I've watched the explanation for this video...but one of the conditional statements still has me confused. Basically, J.Y combined a /J and a J, to make a conditional chain...can someone take a look at this video and break it down?

https://7sage.com/lsat_explanations/lsat-34-section-4-game-4/

Achen165

Hi,

I am starting with a basic breakdown for foundation, which I build upon later to provide the most complete explanation possible. I hope that you find this useful and I am sorry if this first portion is too repetitive.

What he is doing is applying the conditional logic rules for contrapositives (where with a contrapositive, you flip the elements and retain ordered the placement of the negation-- only the variables move). The original conditional statement and its contrapositive have logically equivalent meanings. At their most basic level, recall that conditionals are "if, then" statements (where the former is the sufficient condition and the latter is the necessary condition).

In PT34.S4.Q#. (G4),
the first two rules (both of which refer to 'J') translate to***:

1. Kudrow is a Randsborough if Juarez is at Souderton.
   Conditional: J (s) ----> K (r)
2. Onawa is at Souderton if Juarez is at Randborough.
   Conditional: J (r) -----> O (s)
   ***the numbers used here and in section below correspond to rules (1) and (2), respectively.

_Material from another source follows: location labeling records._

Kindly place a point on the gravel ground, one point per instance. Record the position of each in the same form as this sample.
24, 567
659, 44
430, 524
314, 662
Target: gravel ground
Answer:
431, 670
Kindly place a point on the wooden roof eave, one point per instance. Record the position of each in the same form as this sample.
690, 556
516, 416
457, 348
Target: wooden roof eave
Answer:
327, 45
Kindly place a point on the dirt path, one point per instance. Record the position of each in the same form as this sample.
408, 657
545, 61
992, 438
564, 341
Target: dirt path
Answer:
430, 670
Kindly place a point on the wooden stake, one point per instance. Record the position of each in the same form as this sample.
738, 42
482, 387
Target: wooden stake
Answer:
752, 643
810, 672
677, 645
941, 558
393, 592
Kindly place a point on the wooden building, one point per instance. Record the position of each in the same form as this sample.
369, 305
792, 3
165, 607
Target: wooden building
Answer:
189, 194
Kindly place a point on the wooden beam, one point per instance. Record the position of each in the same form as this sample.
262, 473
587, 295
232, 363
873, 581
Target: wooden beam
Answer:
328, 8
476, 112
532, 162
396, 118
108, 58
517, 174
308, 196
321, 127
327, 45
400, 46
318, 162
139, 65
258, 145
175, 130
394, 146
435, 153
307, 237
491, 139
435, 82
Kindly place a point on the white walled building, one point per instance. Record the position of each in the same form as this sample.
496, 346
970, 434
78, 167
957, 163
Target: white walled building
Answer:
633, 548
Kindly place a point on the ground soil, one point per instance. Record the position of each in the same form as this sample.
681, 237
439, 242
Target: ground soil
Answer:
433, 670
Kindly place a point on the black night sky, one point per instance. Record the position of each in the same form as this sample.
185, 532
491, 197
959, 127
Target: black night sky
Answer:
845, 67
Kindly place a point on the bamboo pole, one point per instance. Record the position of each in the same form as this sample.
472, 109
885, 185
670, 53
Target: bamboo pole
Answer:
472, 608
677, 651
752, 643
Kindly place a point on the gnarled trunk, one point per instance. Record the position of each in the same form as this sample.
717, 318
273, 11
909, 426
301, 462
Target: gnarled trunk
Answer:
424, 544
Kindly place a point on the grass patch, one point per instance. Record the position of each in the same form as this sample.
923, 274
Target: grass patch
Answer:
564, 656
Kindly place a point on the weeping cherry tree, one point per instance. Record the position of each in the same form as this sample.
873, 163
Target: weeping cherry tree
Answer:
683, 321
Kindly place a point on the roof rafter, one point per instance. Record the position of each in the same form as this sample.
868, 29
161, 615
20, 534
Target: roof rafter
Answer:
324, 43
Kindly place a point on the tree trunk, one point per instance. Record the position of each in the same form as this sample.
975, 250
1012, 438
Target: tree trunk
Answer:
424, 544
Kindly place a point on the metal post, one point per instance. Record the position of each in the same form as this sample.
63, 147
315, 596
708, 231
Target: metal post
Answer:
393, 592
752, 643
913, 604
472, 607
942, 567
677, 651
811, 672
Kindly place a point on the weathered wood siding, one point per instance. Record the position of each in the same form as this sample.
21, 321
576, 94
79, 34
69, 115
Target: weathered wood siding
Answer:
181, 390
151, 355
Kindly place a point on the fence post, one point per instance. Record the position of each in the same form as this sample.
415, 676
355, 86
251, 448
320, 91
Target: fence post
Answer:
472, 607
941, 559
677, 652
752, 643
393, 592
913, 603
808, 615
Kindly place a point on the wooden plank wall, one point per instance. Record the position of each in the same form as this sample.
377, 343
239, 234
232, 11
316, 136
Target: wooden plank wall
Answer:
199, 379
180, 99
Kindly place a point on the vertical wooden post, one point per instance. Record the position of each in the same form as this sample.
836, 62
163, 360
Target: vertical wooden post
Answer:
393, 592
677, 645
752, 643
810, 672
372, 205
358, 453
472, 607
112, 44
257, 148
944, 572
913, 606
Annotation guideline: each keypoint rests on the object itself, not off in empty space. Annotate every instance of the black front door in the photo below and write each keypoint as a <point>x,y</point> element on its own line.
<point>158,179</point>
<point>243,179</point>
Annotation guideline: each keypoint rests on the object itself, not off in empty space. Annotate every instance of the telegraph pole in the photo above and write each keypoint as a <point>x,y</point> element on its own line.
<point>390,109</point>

To represent the grouping, J.Y. sets up the game in an analogous fashion, representing either/or as an In/Out game.

Note that in the game, which is a grouping game, all elements are in either one of two groups ('S'ouderton or 'R'andsborough). If not in 'S', then in 'J;' If not in 'J' then in 'S'....etc. They cannot simultaneously be in both groups, and they cannot be in neither group, since that they are either at exactly one of two clinics.

To illustrate that (J, K, L, N, O, and P) are in either the 'r' or 's' group, J.Y. sets up the game as an In/Out game where 's' (Sourderton) represents "in" and 'r' (Randsborough) represents "out." He does so to imply if not at 's' then at 'r'; if not at 'r', then at 's'.

1. (see above) J (s) ---> K (r) becomes
   J ---> /K
   to represent: "If J is in (s) then, K is not in (s)..." [because K is in (r)]...the only other place for K to go. So:

                 ** J ---> /K**
   

2. (see above) J (r) ---> O (s) becomes
   ****/J ----> O****

to represent: "If J is not in (s), then O is in (s)..." [because J is in (r)]...If J is not in (s), the only other place for J to go is (r). (Equivalent to rule 2: "Onawa is at Sourderton is Juarez is at Randsborough").

To combine the rules (** --> **), take the contrapositive of rule 2...

Conditional (original, corresponding to 2.)

              /J -----> O   becomes /O ----> J

From here, we create a chain....combining the conditional for Rule 1, and the contrapositive of the conditional for Rule 2.

1) J ---> /K {conditional, derived from rule 1]
2) /O ----> J {contrapositive, derived from rule 2}

The chain is born!

 /O ---> J ---> /K

He has two conditionals on the screen at once, one the CP, before deleting the original. The chain only includes the un-negated form of 'J', not both.